Política

¿Quién pagará la cuenta de las contribuciones exentas?

Mario López M.

Imagen creada con herramientas digitales
El Gobierno asegura que el Fondo Común Municipal no perderá recursos por la exención a adultos mayores. Sin embargo, el Estado deberá reemplazar más de $122 mil millones que dejarán de recaudarse y aún no explica de dónde saldrá ese dinero.

La pregunta no es baladí: ¿Quién pagará la cuenta de las contribuciones exentas? Eso, porque el ministro Jorge Quiroz ya explicó quién dejará de pagar contribuciones. Lo que aún falta explicar es algo igual de importante: quién terminará financiando esa decisión.

La promesa fue recibida como una buena noticia por miles de adultos mayores. Gracias a la nueva ley, muchos dejarán de pagar contribuciones por sus viviendas. Sin embargo, apenas se conocieron los cálculos sobre su impacto fiscal, apareció otra interrogante que el Gobierno todavía no responde: ¿quién financiará ese beneficio?

Según cifras del Ministerio de Hacienda —obtenidas por La Tercera vía Ley de Transparencia—, el Estado dejará de recaudar $122.527.177.679 que actualmente van al Fondo Común Municipal (FCM) gracias al aporte de los mayores de 65 años. Solo Las Condes, Vitacura y Lo Barnechea reducirán en aproximadamente $51 mil millones sus aportes a este mecanismo redistributivo.

¿Paga Moya?

Hacienda ha insistido en que las comunas más vulnerables no perderán recursos y que la Tesorería General de la República compensará esa diferencia con cargo a impuestos generales. Pero el mecanismo despierta serios cuestionamientos entre los alcaldes que dependen del FCM.

Al recaudar menos por contribuciones, las comunas del sector oriente transferirán un monto significativamente menor al fondo. Para cubrir esa brecha de más de $122 mil millones, el dinero deberá provenir de otra fuente. Y como el Estado no fabrica dinero, cabe preguntarse: ¿habrá que endeudarse o realizar nuevos recortes sociales?

Esa respuesta todavía no se ha entregado.

No basta con decir que se repondrá

Toda política pública tiene un costo, incluso las que benefician a la ciudadanía. Pareciera que al ministro le cuesta entender que esto no es una empresa privada; es el Estado de Chile, cuya meta no es solo la eficiencia, sino la justicia social y la equidad territorial a la que apunta el FCM.

Por eso, cuando el Ejecutivo anuncia que compensará la menor recaudación, corresponde transparentar la vía: ¿Reducirá recursos de otros programas? ¿Postergará inversiones? ¿Aumentará la deuda pública? ¿O confía en compensarlo con la mayor recaudación que generaría la megarreforma?

Hasta ahora, los argumentos parecen basarse únicamente en la fe de que la rebaja del impuesto corporativo —que significará dejar de recaudar cerca de US$4.400 millones anuales (1% a 1,2% del PIB)— se traducirá en ahorro para un pequeño porcentaje de la población.

Esta no es una discusión reservada para economistas. Se trata de saber cómo se administrarán los recursos de todos los chilenos.

La otra cara de la promesa

El Fondo Común Municipal nació precisamente para reducir la brecha entre comunas con altos ingresos y aquellas que dependen del apoyo estatal para financiar servicios básicos.

Si el Estado reemplazará el dinero faltante con recursos generales, esa decisión tendrá consecuencias fiscales que merecen la misma transparencia con que se anunció el beneficio.

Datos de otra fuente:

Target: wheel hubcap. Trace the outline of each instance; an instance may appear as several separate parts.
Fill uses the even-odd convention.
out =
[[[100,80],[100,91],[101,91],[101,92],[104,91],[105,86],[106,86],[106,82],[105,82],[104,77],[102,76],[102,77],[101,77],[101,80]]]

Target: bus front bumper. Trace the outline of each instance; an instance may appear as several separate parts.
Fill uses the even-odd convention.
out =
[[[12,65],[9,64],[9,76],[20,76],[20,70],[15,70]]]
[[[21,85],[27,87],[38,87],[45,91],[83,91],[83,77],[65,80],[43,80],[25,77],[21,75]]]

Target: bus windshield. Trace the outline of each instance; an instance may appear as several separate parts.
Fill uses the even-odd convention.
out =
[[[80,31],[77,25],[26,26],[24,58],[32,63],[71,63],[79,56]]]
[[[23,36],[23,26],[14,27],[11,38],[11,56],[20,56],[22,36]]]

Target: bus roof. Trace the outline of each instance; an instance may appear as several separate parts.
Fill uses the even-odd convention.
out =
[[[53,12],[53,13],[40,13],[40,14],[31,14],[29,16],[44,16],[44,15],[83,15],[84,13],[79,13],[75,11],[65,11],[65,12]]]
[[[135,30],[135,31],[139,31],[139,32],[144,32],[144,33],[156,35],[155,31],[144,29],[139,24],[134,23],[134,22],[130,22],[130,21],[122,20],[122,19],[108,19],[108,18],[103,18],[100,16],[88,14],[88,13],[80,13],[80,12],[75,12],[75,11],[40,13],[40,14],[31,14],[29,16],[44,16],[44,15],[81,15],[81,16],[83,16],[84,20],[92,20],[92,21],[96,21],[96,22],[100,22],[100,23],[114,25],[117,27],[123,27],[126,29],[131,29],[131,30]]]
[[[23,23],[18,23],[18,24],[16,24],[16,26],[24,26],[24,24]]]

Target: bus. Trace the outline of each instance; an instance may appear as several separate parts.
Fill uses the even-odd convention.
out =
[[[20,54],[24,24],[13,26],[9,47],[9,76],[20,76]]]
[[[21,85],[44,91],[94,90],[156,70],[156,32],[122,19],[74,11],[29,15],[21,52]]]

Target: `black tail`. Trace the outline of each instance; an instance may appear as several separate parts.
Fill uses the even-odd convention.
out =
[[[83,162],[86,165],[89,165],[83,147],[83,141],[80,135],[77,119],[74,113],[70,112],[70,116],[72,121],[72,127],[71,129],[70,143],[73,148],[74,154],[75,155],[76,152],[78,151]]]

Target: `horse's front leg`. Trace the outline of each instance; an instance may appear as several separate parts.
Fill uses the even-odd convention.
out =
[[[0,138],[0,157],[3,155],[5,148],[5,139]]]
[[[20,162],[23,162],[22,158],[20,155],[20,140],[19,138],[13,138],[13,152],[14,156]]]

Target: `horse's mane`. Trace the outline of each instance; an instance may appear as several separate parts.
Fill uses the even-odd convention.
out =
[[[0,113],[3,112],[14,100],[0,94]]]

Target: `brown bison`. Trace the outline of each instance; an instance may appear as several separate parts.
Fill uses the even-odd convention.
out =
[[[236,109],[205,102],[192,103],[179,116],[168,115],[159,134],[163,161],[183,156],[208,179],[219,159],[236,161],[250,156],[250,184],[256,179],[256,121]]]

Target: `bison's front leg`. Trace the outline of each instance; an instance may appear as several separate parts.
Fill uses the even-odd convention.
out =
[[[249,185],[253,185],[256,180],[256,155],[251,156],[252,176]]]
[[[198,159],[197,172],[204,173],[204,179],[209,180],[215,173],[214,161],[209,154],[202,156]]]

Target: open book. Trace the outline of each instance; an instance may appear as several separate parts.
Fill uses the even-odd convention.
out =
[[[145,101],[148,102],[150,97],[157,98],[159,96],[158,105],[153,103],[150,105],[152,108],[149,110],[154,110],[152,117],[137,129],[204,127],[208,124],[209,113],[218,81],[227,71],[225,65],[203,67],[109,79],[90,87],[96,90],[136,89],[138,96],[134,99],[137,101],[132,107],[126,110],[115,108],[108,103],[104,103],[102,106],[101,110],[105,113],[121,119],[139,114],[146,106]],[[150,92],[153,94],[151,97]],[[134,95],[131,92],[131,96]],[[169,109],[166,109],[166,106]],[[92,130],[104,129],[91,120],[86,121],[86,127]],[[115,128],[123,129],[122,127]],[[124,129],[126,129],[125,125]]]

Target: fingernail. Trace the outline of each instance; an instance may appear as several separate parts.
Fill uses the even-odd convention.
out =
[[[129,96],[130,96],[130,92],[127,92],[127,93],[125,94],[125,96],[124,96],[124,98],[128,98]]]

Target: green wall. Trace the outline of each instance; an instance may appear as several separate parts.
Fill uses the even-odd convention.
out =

Porque una política pública no termina cuando se informa a los beneficiarios; también nace la obligación de explicar de dónde sale el dinero.

A esto se suman otras interrogantes inevitables: ¿Qué pasará con los otros US$70 millones que las municipalidades dejarán de percibir de forma directa y que no pasan por el FCM? Y si realmente se van a inyectar recursos frescos, ¿por qué no aprovechar la oportunidad para reforzar estructuralmente la equidad territorial?